Use 2FA authentication

It’s worth noting that 2FA isn’t a foolproof method. This is often the case when a weak authentication method like SMS is used. However, it can be an excellent deterrent when done correctly and with the proper safety education.

Don’t click on URLs with a suspicious domain

You should never click on dubious links or open attachments from unfamiliar domains. Always verify the email senders who have yet to communicate with you in the past to ensure they are legit.

Another way that suspicious links masquerade themselves is through pop-ups, even on legit sites. This is common when your browser allows ads. You should not click on these either. An ad blocker can be beneficial in this case.

Only browse on secure sites

There are two ways to tell if a website is safe to view. Firstly, the URL must begin with ‘HTTPS’ (encrypted) instead of ‘HTTP’ (not encrypted). The other way is that a secure site has a closed lock next to the browser's address bar.
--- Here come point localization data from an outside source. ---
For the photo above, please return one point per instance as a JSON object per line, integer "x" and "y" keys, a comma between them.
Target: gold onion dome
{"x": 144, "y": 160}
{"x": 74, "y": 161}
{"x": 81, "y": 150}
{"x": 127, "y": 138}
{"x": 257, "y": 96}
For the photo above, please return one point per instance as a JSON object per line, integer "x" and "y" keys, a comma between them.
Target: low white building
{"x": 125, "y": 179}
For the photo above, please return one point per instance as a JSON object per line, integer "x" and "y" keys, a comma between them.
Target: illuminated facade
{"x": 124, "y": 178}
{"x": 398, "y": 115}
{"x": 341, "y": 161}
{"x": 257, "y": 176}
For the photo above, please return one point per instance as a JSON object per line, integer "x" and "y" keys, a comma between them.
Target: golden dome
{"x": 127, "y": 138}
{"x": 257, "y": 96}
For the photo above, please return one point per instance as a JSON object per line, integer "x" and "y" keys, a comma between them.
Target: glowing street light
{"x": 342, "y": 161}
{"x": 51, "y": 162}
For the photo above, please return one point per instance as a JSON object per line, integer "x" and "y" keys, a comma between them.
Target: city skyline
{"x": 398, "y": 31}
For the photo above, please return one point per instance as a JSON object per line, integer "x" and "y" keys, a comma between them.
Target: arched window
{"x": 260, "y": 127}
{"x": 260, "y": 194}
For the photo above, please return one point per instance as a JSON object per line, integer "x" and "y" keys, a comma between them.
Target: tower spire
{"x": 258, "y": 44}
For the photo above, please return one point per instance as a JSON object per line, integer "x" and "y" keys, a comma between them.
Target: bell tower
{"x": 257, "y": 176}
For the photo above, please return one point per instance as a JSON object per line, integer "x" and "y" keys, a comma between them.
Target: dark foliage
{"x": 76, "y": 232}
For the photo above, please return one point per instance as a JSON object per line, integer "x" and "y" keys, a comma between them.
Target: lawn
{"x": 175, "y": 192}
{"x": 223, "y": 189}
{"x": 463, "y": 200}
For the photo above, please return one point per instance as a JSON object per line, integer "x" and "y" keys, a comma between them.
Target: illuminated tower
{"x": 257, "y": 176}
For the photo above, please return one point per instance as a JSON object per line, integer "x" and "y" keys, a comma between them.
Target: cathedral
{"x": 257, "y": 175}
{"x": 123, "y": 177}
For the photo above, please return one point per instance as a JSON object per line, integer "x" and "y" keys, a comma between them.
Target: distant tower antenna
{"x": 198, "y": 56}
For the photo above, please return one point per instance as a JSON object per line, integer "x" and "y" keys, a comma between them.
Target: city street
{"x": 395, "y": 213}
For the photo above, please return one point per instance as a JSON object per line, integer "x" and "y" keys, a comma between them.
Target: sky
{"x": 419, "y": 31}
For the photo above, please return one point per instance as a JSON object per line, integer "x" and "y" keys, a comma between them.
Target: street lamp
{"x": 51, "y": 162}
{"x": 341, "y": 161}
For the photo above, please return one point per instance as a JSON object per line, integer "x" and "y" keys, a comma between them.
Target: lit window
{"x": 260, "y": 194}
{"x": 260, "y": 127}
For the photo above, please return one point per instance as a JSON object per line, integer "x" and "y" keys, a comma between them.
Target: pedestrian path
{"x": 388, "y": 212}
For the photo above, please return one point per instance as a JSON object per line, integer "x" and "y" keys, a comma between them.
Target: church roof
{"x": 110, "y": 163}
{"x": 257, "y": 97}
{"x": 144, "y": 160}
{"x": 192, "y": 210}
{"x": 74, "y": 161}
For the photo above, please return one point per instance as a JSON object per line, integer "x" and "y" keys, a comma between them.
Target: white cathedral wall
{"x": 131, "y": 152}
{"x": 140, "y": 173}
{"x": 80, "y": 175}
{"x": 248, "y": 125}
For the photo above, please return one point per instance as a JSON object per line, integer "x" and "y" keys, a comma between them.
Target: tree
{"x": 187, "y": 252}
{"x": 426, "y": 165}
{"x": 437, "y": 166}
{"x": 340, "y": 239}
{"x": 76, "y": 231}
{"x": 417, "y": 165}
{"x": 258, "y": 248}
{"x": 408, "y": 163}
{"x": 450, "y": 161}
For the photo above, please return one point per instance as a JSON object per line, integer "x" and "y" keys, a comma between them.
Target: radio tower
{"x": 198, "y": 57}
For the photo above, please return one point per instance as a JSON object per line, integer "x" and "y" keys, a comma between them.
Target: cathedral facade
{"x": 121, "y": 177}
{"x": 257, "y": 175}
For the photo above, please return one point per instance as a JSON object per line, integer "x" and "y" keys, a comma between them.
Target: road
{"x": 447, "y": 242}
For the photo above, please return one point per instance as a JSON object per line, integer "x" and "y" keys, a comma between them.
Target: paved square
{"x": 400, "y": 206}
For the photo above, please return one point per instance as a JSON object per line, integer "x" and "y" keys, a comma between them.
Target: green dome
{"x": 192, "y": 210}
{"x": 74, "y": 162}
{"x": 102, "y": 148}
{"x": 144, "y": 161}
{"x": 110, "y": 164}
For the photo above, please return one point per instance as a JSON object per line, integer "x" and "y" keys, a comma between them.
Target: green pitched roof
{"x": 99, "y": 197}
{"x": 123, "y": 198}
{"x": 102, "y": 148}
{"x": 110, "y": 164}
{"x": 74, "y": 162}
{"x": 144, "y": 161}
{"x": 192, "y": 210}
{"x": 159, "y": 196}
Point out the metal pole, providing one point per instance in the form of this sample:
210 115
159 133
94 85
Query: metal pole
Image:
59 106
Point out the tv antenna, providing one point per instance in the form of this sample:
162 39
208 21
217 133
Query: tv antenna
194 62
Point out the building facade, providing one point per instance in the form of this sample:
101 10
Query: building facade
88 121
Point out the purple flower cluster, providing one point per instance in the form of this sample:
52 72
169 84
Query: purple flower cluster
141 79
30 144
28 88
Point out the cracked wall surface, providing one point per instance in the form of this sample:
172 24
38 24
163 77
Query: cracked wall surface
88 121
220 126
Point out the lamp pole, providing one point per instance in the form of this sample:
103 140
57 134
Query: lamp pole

Of course, the lock is not closed for an insecure site. When you visit the latter site for some time, you may soon receive phishing emails.

Use tools to protect against phishing

Nowadays, we have several applications designed to tackle phishing, ranging from advanced email security to prevention systems like firewalls. However, another effective tool is using anti-phishing software.

This software identifies phishing messages through spam filters, malicious URL detection, and other complex identification parameters.


Phishing incidents have become the most common cyber attack in the last few years. The need for strong phishing email prevention methods is stronger than ever before.

Therefore, whether you’re a large corporation or an average person, it’s essential to stay cautious by understanding the signs of these scams. In doing so, you can stop them dead in their tracks.